Le Brésilien, ingénieur de formation et diplomate de carrière, a annoncé mi-mai à la surprise générale qu'il quitterait ses fonctions fin août, un an avant la fin de son mandat, pour "raisons familiales", sans toutefois dévoiler quelles seraient ses prochaines fonctions.

C'est désormais chose faite, Pepsi ayant annoncé que l'ancien patron de l'OMC allait rejoindre ses rangs à compter de septembre.

Dans un communiqué, le groupe a expliqué avoir créé un nouveau poste pour le Brésilien, regroupant les activités en matière de politique publique, d'affaires gouvernementales et de communication, afin qu'il s'attache "à consolider les efforts d'engagement externe de PepsiCo auprès des gouvernements nationaux et internationaux, des régulateurs, des organisations internationales et des acteurs non gouvernementaux".

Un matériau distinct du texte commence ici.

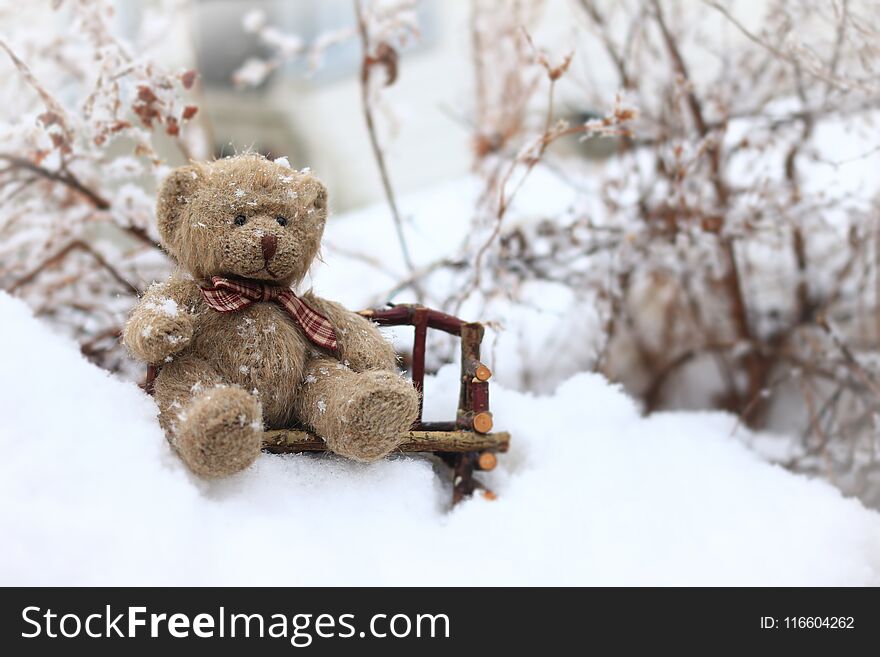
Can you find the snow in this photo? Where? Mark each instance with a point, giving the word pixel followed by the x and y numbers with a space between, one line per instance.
pixel 590 493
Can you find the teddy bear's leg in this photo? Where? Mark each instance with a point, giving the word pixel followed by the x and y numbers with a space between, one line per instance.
pixel 361 415
pixel 216 428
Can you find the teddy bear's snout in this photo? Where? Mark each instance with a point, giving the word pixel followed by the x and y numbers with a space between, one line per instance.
pixel 269 245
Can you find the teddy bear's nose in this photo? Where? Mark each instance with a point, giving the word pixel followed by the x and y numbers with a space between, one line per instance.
pixel 269 244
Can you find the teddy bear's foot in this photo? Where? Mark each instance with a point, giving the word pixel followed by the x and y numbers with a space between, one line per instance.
pixel 374 419
pixel 361 415
pixel 220 432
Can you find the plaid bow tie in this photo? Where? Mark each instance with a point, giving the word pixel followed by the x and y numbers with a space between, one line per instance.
pixel 228 295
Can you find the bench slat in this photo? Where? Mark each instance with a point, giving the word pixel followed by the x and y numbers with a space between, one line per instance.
pixel 291 441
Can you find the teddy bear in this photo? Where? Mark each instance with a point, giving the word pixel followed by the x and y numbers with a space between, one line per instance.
pixel 238 349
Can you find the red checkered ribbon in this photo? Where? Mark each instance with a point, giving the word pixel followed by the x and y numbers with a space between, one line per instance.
pixel 228 295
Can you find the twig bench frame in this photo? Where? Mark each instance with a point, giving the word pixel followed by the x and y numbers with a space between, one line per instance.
pixel 465 444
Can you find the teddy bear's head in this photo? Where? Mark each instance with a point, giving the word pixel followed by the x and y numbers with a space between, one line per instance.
pixel 242 216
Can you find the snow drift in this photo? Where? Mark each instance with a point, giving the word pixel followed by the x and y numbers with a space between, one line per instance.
pixel 591 493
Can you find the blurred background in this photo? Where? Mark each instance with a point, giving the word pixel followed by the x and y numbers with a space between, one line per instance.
pixel 679 194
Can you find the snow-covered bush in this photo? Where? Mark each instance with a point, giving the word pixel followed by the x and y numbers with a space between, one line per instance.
pixel 82 110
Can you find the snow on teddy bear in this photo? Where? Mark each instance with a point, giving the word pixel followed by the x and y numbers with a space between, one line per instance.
pixel 238 349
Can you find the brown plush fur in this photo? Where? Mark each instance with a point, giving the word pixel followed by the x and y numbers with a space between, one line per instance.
pixel 224 376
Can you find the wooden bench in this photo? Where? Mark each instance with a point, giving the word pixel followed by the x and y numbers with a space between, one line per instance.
pixel 467 443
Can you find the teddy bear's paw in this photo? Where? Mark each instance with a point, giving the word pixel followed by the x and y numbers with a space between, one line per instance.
pixel 221 433
pixel 154 337
pixel 377 417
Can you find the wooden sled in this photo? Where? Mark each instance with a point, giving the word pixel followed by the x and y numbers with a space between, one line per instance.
pixel 465 444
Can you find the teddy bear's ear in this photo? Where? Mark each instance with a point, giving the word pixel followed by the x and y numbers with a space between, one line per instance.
pixel 174 193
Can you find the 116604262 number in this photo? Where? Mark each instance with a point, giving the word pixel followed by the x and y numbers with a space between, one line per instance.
pixel 818 622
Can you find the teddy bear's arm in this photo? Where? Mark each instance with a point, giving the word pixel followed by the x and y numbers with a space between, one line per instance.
pixel 161 324
pixel 360 344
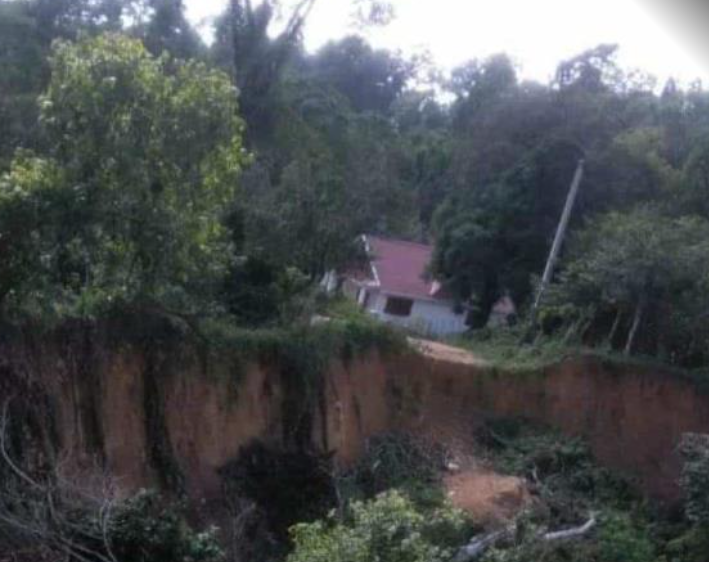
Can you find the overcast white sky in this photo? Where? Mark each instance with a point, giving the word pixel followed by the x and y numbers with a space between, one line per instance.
pixel 536 33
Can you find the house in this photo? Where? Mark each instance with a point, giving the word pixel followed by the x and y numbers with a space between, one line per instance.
pixel 395 286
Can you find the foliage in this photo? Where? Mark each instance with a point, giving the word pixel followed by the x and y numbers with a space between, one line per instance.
pixel 142 164
pixel 287 487
pixel 695 477
pixel 620 540
pixel 389 528
pixel 145 529
pixel 396 461
pixel 644 268
pixel 562 470
pixel 569 488
pixel 503 348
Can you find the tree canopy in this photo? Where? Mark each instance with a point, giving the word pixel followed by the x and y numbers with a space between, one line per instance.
pixel 127 167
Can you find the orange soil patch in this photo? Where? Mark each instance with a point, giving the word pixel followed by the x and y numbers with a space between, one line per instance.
pixel 441 352
pixel 489 498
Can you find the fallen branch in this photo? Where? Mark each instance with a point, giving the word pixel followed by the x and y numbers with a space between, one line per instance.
pixel 478 547
pixel 576 532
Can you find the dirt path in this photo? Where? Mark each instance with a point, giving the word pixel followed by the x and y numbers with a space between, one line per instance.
pixel 491 499
pixel 444 352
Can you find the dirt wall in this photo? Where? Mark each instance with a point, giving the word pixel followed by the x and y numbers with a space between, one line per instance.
pixel 145 417
pixel 633 417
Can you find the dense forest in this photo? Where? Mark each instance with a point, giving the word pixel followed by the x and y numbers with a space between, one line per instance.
pixel 142 164
pixel 144 168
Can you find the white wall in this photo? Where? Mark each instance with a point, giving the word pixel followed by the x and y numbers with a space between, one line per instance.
pixel 427 317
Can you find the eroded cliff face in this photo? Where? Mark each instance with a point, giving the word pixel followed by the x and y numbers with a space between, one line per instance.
pixel 175 417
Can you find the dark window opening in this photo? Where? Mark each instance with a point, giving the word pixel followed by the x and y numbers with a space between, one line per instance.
pixel 398 307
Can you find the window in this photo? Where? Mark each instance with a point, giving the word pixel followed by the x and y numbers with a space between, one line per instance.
pixel 398 307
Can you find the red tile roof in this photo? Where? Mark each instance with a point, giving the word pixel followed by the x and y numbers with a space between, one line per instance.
pixel 401 268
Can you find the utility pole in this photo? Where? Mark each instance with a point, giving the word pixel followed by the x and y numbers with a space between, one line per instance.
pixel 560 235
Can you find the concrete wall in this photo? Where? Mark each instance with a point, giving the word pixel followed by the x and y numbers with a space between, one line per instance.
pixel 429 318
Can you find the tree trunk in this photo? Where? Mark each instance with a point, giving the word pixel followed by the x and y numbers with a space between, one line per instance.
pixel 616 325
pixel 637 320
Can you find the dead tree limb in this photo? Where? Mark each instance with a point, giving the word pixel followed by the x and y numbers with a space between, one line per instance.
pixel 575 533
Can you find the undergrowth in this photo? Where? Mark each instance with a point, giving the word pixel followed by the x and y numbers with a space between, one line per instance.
pixel 568 488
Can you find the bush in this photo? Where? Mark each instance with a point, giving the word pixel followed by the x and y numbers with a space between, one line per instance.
pixel 396 460
pixel 287 487
pixel 144 529
pixel 619 540
pixel 695 476
pixel 387 529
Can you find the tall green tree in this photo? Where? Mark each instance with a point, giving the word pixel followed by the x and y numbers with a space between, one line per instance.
pixel 145 156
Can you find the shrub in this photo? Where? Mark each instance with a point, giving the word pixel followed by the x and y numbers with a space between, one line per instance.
pixel 387 529
pixel 695 476
pixel 287 486
pixel 620 540
pixel 145 529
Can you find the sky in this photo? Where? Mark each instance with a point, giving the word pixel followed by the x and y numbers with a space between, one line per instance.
pixel 537 34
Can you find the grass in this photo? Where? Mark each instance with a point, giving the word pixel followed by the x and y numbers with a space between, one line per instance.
pixel 504 349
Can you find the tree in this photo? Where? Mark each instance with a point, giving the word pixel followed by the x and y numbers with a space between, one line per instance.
pixel 255 60
pixel 168 30
pixel 389 529
pixel 644 270
pixel 370 79
pixel 142 165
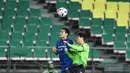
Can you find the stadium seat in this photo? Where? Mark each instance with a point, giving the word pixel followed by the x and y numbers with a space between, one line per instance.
pixel 85 14
pixel 112 6
pixel 61 4
pixel 127 55
pixel 85 23
pixel 119 47
pixel 87 4
pixel 21 12
pixel 97 22
pixel 43 36
pixel 122 5
pixel 109 23
pixel 24 4
pixel 107 39
pixel 110 14
pixel 120 37
pixel 2 53
pixel 45 20
pixel 40 43
pixel 39 53
pixel 29 36
pixel 121 30
pixel 3 43
pixel 99 6
pixel 128 45
pixel 20 52
pixel 34 12
pixel 16 36
pixel 98 14
pixel 4 36
pixel 95 55
pixel 12 4
pixel 73 10
pixel 15 43
pixel 122 19
pixel 32 21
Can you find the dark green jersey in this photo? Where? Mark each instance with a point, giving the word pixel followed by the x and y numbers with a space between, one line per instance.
pixel 80 53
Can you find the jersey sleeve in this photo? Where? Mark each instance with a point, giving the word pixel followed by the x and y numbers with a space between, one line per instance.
pixel 76 47
pixel 70 55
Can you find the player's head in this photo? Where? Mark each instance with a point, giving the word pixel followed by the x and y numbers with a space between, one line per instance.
pixel 64 33
pixel 50 67
pixel 80 37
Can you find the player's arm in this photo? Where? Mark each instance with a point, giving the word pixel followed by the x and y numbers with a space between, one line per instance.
pixel 69 54
pixel 74 47
pixel 55 50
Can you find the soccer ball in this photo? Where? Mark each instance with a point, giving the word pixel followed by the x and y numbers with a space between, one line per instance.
pixel 62 12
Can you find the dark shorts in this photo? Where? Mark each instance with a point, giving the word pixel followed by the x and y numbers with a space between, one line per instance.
pixel 76 69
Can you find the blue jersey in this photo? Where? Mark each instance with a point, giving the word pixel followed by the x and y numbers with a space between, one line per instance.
pixel 64 59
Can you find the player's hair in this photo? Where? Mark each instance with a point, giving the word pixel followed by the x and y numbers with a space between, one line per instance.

Ramon Laguarta, président et directeur général de PepsiCo, a fait valoir que le patron de l'OMC allait apporter "des compétences politiques précieuses et des connaissances techniques sur les environnements sociaux, politiques et réglementaires complexes" ayant un impact sur la société.

"Je suis ravi de rejoindre PepsiCo à un moment où le renforcement des relations entre les entreprises, les gouvernements et la société est devenu essentiel pour générer une croissance durable et inclusive à long terme", a déclaré pour sa part Roberto Azevedo.

Après son départ, un des quatre directeurs adjoints de l'OMC - un Américain, un Allemand, un Nigérian et un Chinois - devait diriger l'organisation en attendant que le successeur du Brésilien soit désigné.

Mais les 164 membres de l'organisation, qui prennent habituellement les décisions par consensus, ne sont pas parvenus à s'entendre.

Le processus de nomination du successeur de M. Azevedo - huit candidats sont en lice - doit commencer en septembre et devrait durer plusieurs semaines.

En plein marasme économique mondial causé par la pandémie de Covid-19, plusieurs chantiers de taille attendent le futur patron de l'OMC : préparer la conférence ministérielle qui devrait avoir lieu en 2021, donner un coup de fouet aux négociations qui piétinent et dénouer les conflits opposant l'organisation aux Etats-Unis.

Washington a menacé de quitter l'OMC, dont il réclame la refonte, et paralyse depuis décembre le tribunal d'appel de son organe de règlement des différends (ORD).